When a closure's resolveStrategy is set to DELEGATE_ONLY
or DELEGATE_FIRST
, resolution is different in nested closures between methods and properties of the delegate. For example, in the following, x
resolves to f
's delegate (what I expect), but keySet()
resolves to g
's delegate.
def g = {->
def f = {
{-> [x, keySet()]}()
}
f.resolveStrategy = Closure.DELEGATE_ONLY
f.delegate = [x: 1, f: 0]
f()
}
g.delegate = [x: 0, g: 0]
g()
结果: [1,['x','g']]
无嵌套闭包
def g = {->
def f = {
[x, keySet()]
}
f.resolveStrategy = Closure.DELEGATE_ONLY
f.delegate = [x: 1, f: 0]
f()
}
g.delegate = [x: 0, g: 0]
g()
结果: [1,['x','f']]
此行为是否在预期中并记录在某处?
Is this behavior expected and documented somewhere? Is it a bug?
推荐答案
我相信这是一个错误。如果更改 Expando
的地图,其行为将有所不同:
I believe it is a bug.
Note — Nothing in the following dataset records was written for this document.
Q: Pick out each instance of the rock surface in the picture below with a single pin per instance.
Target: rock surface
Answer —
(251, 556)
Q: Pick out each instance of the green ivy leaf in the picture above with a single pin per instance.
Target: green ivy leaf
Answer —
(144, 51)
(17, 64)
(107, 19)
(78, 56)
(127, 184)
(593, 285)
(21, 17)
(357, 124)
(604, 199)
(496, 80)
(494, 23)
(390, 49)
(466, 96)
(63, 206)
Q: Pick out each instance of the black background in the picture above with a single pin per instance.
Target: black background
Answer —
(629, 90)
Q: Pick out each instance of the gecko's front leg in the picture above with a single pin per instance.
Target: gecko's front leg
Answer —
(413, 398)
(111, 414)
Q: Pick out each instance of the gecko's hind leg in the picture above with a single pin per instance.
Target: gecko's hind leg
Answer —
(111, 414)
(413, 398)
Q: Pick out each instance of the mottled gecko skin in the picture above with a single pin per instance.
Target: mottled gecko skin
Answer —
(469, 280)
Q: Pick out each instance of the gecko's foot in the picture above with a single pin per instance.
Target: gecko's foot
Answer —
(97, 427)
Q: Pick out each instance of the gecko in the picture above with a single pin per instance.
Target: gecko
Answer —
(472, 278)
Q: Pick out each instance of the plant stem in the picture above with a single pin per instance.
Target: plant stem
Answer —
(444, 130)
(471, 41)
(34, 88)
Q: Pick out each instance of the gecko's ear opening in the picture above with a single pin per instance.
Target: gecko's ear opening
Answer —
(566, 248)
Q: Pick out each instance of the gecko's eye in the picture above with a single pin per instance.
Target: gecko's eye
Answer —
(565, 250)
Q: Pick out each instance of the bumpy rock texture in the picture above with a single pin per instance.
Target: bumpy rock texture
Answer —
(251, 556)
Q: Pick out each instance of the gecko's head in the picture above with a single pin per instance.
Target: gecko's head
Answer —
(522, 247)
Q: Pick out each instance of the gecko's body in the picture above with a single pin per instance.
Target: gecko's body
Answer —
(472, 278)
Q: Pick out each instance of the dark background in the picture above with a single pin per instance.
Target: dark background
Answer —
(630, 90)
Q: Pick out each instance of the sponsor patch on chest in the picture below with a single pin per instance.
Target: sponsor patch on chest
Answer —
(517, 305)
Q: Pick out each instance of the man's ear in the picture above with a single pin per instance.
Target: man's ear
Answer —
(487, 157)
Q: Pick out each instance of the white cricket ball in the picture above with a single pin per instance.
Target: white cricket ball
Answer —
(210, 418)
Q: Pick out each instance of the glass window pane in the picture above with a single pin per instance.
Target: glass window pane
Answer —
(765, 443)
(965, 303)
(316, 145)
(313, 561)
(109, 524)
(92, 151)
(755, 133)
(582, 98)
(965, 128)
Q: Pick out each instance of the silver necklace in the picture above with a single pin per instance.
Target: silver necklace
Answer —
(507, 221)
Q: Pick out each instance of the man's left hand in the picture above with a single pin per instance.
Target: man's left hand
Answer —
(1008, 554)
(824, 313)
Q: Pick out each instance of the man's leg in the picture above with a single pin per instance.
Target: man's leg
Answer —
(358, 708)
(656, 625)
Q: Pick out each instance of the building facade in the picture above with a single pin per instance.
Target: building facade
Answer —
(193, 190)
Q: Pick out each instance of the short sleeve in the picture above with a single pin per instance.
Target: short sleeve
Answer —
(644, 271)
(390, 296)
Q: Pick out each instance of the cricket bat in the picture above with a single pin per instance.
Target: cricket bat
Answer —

If you change the map for a Expando
it behaviors differently:
f = {
g = {
{ -> keySet() }()
}
g.delegate = new Expando(a: 1000, b: 900, c: 800, keySet: { 'g keyset' })
g.resolveStrategy = Closure.DELEGATE_ONLY
g()
}
f.delegate = new Expando(a: 90, x: 9, y: 1, keySet: { 'f keyset' })
assert f() == 'g keyset'
f = {
g = {
{ -> keySet() }()
}
g.delegate = [a: 1000, b: 900, c: 800]
g.resolveStrategy = Closure.DELEGATE_ONLY
g()
}
f.delegate = [a: 90, x: 9, y: 1]
assert f().toList() == ['a', 'b', 'c'] // fails :-(
也许填写 JIRA ?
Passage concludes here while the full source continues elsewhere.